Postscript. I am told that you and your good wife will be feted on Independence Day at the City Hall of Philadelphia. May it be an occasion to rejoice in your life's achievements which deserve to be recorded as an inspiration to those who follow. Perhaps you can be persuaded to see to it?


Ned falls into reverie, remembering and reliving the course of the life which has brought him to this point.


I've spent the last twenty years trying to forget. Now he wants me to go over all the ancient history. Posterity won't give a damn, of course, but maybe it's time I rattled old bones if only for my own understanding. But, where to start?

He opens a drawer, takes out an old cross and holds it in the palm of his hand, idly and unconsciously stroking it with his thumb.


1770, it must have been, almost 60 years ago, when I first left home....



NARRATOR (VO)(contd) ...

Thirteen years old and out into the world to work my way. There was little choice then and none at all for my father, the poor destroyed man. He had no hope left for himself but tried to give me the chance that had been denied him.

Proctor, an elderly but sprightly tenant-farmer, is busy amid a heap of rough-cut stones, building a wall for a new out-house. A man and a boy approach his gate and enter. The man is of middle age, tall, thin and melancholy. The boy is almost as tall but gangly and dressed in clothes long outgrown and with no shoes.


Well, if it isn't James Hickey. How are you, James, and who have you traveling with you?


I'm well indeed, Mr Proctor, and this is my son Ned I spoke to you about. Say hello to Mr Proctor, Ned.


I'm pleased to meet you, sir.


You look a likely lad, Ned. Had some schooling, your father tells me. But how about work? Have you been out working yet?


I help me father at times when he gets work at Ballintemple, building the new walls around the estate for Lord Butler.


Do you indeed? Maybe you can help me then to lift this brute of a stone I need to finish the course and make a corner? I was set to build a ramp and slide it up but maybe the two of us?

Ned sets himself, crouches, lifts the rock up and rests it on his knees. Then, with a smooth lift up to his chest and lowers it into its place on the wall. His father smiles. Proctor gapes.

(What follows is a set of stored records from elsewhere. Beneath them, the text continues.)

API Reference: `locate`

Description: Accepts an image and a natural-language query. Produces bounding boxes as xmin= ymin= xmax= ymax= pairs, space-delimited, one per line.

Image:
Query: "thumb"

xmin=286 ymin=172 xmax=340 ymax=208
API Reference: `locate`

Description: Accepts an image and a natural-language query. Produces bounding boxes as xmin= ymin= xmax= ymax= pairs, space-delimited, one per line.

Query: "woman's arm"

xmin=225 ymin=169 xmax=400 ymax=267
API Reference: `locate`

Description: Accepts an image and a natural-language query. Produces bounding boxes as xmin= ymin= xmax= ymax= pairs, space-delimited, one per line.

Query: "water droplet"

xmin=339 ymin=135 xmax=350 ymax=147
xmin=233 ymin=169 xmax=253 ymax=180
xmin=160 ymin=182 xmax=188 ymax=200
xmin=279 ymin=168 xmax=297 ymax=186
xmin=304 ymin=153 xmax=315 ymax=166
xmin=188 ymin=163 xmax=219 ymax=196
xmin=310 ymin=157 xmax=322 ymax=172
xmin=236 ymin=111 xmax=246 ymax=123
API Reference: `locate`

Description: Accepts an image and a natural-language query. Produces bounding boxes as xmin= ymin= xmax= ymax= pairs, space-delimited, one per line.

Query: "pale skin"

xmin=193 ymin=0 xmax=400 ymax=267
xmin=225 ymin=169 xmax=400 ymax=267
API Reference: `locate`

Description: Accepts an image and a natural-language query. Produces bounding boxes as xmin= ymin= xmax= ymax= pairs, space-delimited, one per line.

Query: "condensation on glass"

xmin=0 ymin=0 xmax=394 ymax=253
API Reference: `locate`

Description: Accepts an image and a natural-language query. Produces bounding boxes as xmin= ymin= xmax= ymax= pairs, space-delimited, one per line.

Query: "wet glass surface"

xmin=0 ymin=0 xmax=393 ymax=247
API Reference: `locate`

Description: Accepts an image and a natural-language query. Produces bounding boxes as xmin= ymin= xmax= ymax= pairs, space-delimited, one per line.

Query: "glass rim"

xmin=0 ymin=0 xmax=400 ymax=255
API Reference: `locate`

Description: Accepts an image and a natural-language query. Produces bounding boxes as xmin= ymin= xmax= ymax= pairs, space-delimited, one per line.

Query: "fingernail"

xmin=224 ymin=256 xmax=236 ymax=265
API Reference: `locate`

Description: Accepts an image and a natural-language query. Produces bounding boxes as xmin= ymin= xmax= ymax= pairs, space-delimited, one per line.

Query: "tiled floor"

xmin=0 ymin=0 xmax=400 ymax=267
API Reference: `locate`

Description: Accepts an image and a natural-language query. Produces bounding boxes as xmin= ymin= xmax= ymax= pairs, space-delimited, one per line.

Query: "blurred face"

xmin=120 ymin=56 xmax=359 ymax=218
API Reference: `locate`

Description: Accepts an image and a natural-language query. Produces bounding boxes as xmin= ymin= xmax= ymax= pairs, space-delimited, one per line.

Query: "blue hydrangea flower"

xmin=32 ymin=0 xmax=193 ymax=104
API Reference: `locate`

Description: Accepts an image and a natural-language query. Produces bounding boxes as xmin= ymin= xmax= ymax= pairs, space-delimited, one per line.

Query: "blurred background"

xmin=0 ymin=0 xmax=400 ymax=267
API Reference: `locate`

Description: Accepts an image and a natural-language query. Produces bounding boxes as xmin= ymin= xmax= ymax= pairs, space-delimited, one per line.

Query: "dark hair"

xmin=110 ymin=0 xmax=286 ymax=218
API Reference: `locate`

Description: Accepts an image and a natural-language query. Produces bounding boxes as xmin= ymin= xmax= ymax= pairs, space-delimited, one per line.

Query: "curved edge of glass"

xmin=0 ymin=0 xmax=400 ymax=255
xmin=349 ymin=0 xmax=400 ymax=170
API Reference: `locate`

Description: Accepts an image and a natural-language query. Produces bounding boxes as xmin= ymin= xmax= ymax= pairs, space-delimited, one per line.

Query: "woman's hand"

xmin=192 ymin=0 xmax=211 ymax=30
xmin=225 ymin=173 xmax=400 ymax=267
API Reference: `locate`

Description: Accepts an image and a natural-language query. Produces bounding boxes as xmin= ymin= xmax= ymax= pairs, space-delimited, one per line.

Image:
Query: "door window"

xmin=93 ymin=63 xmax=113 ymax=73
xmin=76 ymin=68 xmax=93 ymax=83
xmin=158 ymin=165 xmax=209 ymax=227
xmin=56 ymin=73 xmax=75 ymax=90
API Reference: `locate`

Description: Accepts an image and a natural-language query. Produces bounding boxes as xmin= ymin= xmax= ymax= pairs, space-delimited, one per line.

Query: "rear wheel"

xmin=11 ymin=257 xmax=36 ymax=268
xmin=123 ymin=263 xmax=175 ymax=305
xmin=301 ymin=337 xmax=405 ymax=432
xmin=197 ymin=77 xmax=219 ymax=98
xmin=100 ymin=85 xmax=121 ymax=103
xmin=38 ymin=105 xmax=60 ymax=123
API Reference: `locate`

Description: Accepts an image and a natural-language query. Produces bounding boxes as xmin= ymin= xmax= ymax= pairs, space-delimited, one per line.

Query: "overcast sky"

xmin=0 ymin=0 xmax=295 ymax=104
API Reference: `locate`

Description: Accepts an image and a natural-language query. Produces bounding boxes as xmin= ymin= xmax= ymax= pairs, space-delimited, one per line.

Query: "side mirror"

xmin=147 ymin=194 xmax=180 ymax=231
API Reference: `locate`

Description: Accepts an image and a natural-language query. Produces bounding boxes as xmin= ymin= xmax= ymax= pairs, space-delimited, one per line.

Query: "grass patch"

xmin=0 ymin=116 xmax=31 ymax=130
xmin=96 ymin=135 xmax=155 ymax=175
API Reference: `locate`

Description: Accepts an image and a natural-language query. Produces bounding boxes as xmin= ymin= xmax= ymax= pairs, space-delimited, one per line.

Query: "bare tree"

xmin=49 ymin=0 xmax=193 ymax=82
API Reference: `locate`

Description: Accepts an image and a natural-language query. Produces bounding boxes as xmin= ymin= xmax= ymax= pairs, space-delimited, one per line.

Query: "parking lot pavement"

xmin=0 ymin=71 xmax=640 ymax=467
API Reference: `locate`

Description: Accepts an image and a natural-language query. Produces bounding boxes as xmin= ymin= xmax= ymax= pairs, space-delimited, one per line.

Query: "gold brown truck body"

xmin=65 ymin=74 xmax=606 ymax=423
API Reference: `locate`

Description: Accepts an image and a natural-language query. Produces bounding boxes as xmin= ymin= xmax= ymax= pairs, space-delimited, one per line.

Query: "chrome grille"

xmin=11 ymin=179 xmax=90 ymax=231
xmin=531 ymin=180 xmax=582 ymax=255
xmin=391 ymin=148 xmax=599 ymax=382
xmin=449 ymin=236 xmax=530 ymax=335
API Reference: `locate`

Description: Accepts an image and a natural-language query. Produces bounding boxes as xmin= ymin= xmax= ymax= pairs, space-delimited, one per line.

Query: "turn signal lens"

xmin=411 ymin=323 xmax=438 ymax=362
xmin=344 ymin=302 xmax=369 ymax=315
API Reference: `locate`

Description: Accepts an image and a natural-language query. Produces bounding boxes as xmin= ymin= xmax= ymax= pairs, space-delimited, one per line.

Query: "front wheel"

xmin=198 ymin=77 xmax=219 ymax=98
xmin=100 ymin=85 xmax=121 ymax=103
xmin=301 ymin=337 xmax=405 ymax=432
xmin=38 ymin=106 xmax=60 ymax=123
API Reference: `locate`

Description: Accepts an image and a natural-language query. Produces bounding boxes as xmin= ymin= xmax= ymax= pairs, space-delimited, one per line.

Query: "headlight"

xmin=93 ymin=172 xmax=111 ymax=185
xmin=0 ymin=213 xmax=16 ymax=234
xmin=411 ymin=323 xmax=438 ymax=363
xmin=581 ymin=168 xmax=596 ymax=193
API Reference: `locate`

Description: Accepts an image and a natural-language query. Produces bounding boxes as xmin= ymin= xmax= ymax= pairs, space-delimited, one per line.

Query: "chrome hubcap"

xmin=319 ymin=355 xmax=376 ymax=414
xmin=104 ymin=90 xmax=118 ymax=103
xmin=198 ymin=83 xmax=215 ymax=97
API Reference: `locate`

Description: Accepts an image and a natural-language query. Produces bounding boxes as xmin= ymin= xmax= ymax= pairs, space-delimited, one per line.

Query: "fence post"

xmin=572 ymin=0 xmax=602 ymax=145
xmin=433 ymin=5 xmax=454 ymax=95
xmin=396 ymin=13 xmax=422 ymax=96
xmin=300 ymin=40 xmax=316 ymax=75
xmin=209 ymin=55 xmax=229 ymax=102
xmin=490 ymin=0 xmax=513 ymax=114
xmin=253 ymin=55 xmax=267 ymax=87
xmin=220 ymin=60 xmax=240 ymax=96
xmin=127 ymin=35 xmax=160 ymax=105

It looks like you've got the job, lad. If we're all agreed you'd better come along and meet Mrs Proctor.


I'll be leaving you, son. Work well for your new master. I have no doubt he will be more than fair with you. Sure, we'll see you on the Sundays.

James turns to walk away. Then, on an afterthought, he comes back. He takes a worn wooden cross on a leather necklace from his pocket and gives it to Ned.


This is all I have left of your poor mother. She would have wanted you to have it.

He pats Ned on the shoulder and takes his leave. Ned stuffs the cross in his pocket in some embarrassment. Proctor leads Ned to the door of the farmhouse where his wife Rebecca is waiting with their servant-girl.


Rebecca, this is Ned Hickey who will be working for us. Will you see to him and set up a bed for him in the tackroom, seeing that it is the driest place we've got? And maybe you might find a pair of boots big enough? And maybe an extra shirt? And a trousers?


Anything else you can think of, Robert Proctor?


No, no, I don't think so. Have I forgotten something? Yes, indeed I have. Ned, this is Betsy Maher who, small and all as she is, does a power of work around the place and allows Mrs Proctor all the time she needs for her prayers and good works.